On October 16th 2015, an EGM was held for the purpose of disposing of an 81 percent share of Langford Estates (Pvt) Ltd to Fidelity Life. This EGM…notice convening same and the proceedings at the EGM were all illegal and, as such, a nullity,” says the notice.
“Messina Investments Limited has…called for an extraordinary general meeting of members of CFI Holdings Limited…Members will be asked to re-consider, and if deemed fit, to pass as special resolutions, with or without modification, the resolutions passed on 16 October 2015.
“Messina Investments Limited has requisitioned the EGM on the basis that it believes that the (2015) resolutions were unlawfully passed as ordinary resolutions and that (the) transaction amounts to a related party transaction,” the notice added.

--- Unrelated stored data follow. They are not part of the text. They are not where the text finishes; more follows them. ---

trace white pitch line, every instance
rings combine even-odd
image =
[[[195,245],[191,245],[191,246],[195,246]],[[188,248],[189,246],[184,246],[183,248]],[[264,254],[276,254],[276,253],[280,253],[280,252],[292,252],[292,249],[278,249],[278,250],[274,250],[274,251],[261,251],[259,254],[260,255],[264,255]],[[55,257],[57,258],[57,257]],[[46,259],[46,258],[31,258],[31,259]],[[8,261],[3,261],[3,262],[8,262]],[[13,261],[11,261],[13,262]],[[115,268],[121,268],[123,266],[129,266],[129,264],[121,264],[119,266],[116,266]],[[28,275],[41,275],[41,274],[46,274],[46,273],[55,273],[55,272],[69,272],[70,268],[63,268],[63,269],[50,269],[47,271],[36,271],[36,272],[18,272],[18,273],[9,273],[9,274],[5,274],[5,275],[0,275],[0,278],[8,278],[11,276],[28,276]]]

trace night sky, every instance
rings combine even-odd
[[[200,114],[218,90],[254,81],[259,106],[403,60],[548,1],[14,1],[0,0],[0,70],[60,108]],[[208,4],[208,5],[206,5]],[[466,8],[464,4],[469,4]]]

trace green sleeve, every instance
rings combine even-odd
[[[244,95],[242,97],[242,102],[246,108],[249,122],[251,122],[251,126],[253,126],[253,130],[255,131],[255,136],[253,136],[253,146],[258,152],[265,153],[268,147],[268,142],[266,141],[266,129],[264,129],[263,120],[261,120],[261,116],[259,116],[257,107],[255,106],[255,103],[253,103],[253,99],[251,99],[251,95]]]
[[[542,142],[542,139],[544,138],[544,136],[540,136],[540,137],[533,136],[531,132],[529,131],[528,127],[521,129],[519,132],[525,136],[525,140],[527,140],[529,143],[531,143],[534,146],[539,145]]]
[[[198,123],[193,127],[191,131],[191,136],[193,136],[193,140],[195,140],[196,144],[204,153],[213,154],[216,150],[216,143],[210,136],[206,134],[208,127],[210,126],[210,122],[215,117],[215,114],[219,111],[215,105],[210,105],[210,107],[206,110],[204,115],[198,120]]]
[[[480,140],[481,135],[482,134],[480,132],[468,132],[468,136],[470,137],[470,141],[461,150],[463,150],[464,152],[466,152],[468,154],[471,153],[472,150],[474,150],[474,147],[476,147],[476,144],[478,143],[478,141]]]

The circulars say ownership of the 81 percent share of Langford Estates must revert to CFI, “along with the liability for any related debt”.
If shareholders vote to reverse the deal, CFI will then own 100 percent shareholding in Langford.
Messina says costs and damages will be sought against lawyers and other parties who acted for and advised CFI in 2015.
“CFI will also ensure that the amounts owed to the various banks who claim to have made loans to CFI secured on the Langford Estates land will be the subject of forensic audits. lt is of note that the main bank (with a claim to be owed nearly US$10 million) is FBC which is yet another ‘related party’ to the fraudulent transaction as their biggest shareholder is none other than NSSA,” says Messina.
It says Langford could develop and market its own stands at US$55,80 per square metre and generate at least US$40 million.